The District has acknowledged that some of the social objectives set forth in Eric's IEP cannot be implemented at all during the periods that he receives homebound instruction. This does not mean, however, that these or any of his goals will be overlooked and go unfulfilled. Although the parties cannot predict the number of days that Eric might miss in any given school year, the administrative record reflects that Eric attended school on seventy-five percent of the school days during second grade. Because most of his social needs implicate his behavior in the classroom and his interaction with his peers and teacher, we believe that he and the District have a significant opportunity to address these needs on the days when he is physically present in classroom. Certainly Eric's presence in school will permit him and the District to work diligently on the following objectives:
employ[ing] the use of a conversational tone without
more than 2 teacher prompts; work[ing] cooperatively
with peers to complete the task as evidenced by use of
appropriate tone . . .; demonstrat[ing] a respect for
classmate's personal space . . . and, when offering
constructive criticism about a peer's project . . .;
and demonstrat[ing] increased sensitivity towards the
feelings of others through the use of courteous
School District Ex. S-39 to the Admin. Record at 7, 9. Whether or not his IEP provides for an "optimum" level of service in all instances is not the issue. Instead, we must focus on whether the administrative record demonstrates by a preponderance of the evidence that the IEP is calculated to confer a meaningful educational benefit on him. We conclude that it is. Quite simply, this is all that the IDEA requires. See Scott P., 62 F.3d at 535. As the Supreme Court has explained, the IEP required under the IDEA is meant to be a "basic floor of opportunity." Rowley, 458 U.S. at 201; Scott P., 62 F.3d at 534 (citations omitted). We therefore agree with the Appeals Panel that Eric's IEP provides him with a free appropriate public education.

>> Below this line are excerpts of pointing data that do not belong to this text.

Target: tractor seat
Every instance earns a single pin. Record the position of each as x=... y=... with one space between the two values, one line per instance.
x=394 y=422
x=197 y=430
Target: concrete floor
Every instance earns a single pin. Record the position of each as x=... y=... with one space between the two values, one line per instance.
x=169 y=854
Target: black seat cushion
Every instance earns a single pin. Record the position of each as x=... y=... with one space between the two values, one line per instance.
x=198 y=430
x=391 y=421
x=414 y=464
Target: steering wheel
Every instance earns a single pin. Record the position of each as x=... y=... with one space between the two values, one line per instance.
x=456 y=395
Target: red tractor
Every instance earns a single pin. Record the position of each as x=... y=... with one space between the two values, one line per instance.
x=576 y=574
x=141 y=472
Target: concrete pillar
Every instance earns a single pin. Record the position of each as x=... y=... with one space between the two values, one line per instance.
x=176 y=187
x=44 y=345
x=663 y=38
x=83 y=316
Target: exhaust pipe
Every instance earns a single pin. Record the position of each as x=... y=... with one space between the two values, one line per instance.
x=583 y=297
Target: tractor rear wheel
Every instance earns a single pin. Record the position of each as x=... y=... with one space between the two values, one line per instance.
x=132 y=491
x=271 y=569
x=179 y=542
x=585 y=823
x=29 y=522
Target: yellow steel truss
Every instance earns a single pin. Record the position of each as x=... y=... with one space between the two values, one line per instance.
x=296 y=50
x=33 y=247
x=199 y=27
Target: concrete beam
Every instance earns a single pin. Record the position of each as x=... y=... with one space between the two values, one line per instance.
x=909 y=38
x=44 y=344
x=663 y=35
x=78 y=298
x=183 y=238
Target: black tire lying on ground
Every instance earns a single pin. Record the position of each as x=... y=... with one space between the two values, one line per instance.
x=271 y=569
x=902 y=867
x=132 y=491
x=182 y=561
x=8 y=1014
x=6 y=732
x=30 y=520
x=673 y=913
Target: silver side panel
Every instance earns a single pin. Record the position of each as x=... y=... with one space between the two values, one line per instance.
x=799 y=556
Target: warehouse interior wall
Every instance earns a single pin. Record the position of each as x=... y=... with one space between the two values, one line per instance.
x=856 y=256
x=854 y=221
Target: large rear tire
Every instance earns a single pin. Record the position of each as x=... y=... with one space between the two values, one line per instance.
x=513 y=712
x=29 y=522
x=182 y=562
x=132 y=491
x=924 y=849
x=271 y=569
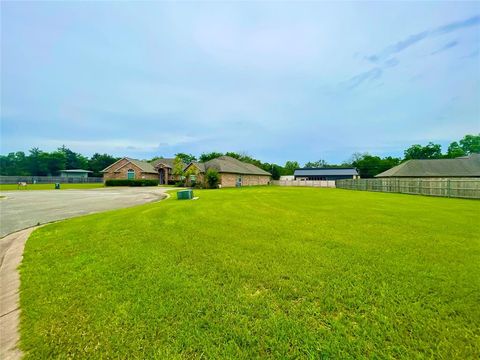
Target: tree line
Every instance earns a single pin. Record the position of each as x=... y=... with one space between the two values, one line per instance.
x=42 y=163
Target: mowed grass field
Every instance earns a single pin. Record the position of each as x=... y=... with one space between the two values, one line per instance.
x=10 y=187
x=265 y=272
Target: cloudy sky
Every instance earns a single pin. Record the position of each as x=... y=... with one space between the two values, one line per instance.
x=278 y=80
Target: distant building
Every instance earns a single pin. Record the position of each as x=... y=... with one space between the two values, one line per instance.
x=325 y=173
x=461 y=167
x=232 y=172
x=74 y=173
x=133 y=169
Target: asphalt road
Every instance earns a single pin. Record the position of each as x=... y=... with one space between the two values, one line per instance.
x=24 y=208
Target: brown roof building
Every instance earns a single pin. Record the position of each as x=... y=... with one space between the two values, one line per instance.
x=463 y=167
x=127 y=168
x=232 y=172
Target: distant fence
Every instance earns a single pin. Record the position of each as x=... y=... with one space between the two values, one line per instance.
x=48 y=180
x=311 y=183
x=458 y=188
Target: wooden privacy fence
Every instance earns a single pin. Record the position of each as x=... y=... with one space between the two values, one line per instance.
x=48 y=179
x=313 y=183
x=458 y=188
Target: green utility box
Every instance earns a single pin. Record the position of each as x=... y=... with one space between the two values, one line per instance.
x=185 y=195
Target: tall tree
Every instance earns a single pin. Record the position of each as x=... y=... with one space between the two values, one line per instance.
x=317 y=164
x=37 y=164
x=186 y=158
x=470 y=144
x=74 y=160
x=290 y=167
x=368 y=165
x=56 y=161
x=209 y=156
x=430 y=151
x=98 y=162
x=454 y=150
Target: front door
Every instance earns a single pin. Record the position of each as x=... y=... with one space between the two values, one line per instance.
x=161 y=173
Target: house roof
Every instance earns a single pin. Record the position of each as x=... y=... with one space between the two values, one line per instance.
x=145 y=166
x=465 y=166
x=325 y=171
x=75 y=170
x=168 y=162
x=227 y=164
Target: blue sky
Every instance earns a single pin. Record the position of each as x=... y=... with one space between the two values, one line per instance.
x=277 y=80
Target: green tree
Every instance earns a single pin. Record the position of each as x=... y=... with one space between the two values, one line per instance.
x=56 y=161
x=74 y=160
x=98 y=162
x=368 y=165
x=212 y=178
x=290 y=167
x=430 y=151
x=316 y=164
x=37 y=162
x=186 y=158
x=178 y=166
x=276 y=171
x=209 y=156
x=470 y=144
x=454 y=150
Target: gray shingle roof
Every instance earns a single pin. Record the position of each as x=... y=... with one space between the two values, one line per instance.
x=325 y=171
x=145 y=166
x=227 y=164
x=75 y=170
x=465 y=166
x=167 y=162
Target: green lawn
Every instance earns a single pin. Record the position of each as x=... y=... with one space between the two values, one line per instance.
x=9 y=187
x=258 y=272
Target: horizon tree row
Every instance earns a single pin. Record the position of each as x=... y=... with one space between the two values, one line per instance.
x=43 y=163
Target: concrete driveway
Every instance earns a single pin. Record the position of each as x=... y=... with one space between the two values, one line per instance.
x=24 y=208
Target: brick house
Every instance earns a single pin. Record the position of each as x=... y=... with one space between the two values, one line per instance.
x=232 y=172
x=127 y=168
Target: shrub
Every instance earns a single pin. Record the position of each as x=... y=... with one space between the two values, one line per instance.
x=127 y=182
x=212 y=178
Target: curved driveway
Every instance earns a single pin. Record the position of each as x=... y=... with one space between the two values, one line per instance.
x=24 y=208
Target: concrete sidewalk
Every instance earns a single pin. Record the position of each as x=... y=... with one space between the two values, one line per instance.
x=25 y=208
x=22 y=210
x=9 y=293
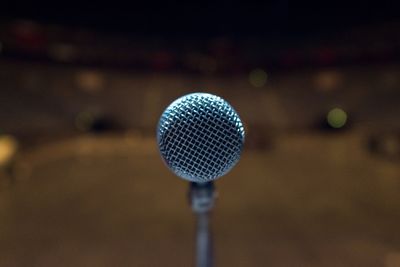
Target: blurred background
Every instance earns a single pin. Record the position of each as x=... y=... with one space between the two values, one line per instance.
x=81 y=91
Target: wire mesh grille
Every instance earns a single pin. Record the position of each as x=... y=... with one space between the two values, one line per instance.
x=200 y=137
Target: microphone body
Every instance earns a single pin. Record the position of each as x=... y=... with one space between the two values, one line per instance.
x=200 y=138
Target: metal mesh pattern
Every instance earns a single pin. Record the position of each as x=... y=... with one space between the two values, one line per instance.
x=200 y=137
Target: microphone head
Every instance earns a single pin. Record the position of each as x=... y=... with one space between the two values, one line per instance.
x=200 y=137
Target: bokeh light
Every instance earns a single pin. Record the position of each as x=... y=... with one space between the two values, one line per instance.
x=258 y=77
x=336 y=118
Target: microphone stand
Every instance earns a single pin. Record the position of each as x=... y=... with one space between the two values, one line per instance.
x=201 y=197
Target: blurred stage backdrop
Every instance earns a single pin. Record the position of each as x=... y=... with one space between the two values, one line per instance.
x=81 y=180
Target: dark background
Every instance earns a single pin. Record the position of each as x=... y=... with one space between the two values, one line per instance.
x=82 y=87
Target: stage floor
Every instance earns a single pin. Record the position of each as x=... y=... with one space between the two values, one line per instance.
x=310 y=200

The plaintiffs also contend that Eric's IEP is deficient because homebound instruction without VTC is a more restrictive placement than homebound instruction with VTC. Under the IDEA, school districts also must ensure that a handicapped student is educated in the "least restrictive educational environment appropriate to [his or her] needs. . . ." Scott P., 62 F.3d at 534; see Oberti, 995 F.2d at 1213-14. The statute specifically instructs states to assure that:
[t]o the maximum extent appropriate, children with
disabilities . . . are educated with children who are
not disabled, and special classes, separate
schooling, or other removal of children with
disabilities from the regular educational environment
occurs only when the nature or severity of the
disability of a child is such that education in
regular classes with the use of supplementary aids and
services cannot be achieved satisfactorily.